CS Labels has been a first mover for previous Xeikon presses, the Cheetah, latterly the CX3, and the CX500. However, when managing director Simon Smith began looking at inkjet presses, it was not a shoo in. “We looked at Screen and at Domino,” he says. “but the best commercial fit for us was Xeikon, not least because it runs with the same X800 front end as the toner presses. All the other inkjet front ends have been that great.”
The inkjet press extends the range of products that CS Labels can produce. “There are certain applications where inkjet should be better than toner, on heat sensitive PPEs, health and beauty labels on clear films where the opacity of inkjet white is stronger and the speed of the press is better than toner. Inkjet is very much complimentary to what we we already do,” he says.
It will be able to combine the technologies, in peel and reveal labels for example, where the company has not been strong to date.

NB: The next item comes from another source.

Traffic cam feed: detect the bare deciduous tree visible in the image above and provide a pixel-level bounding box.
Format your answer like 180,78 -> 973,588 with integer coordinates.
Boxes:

There is also an eye to the future. There is greater scope for development in inkjet technologies and while UV inkjet has limitations, not yet matching the print quality of toner nor offering food safe inks that toner can. On the other hand, UV inkjet can produce greater lift, which is liked in the drinks sector.
“Because we are totally digital, inked will expand the scope of what we can do. We wanted to see where inkjet would work for us,” he adds.
This led to an agreement to install a machine on an initial six-month loan period. CS Labels began printing on it at the end of January, leading into Drupa where Smith will check the latest developments and what the next generation of machines can offer in terms of speed. “Will we see water based and speeds of 100 metres a minute – I think we will,” he adds. “We didn’t want to wait for another three or four years until this happens before we dip our toes in.
“Inkjet is very different to toner, a whole different form of printing.” Issues around head replacement or recovery, cost of the ink, service back up and more needs to be understood. “And we must understand what is commercially acceptable. Some customers will prefer the inkjet finish and we have some positive feedback.”
The company has also taken delivery of the first GM DC350 finishing line in the UK. The inkjet press is running reel to reel, but at 50 m/min it is faster than the existing finishing lines with a capacity of 46m/min. The new line can run at 80m/min, so has room to cope.
The speed is also crucial to pushing into new sectors. The bottom end of the digital market is becoming crowded, says Smith. CS Labels has had to change, moving into pouch production on the one hand, and offering more on the other. “The first job we ran on the inkjet press was 28,000 linear metres. Xeikon was surprised, but we have to move away from the short run market. We want to continue to push at the boundaries.”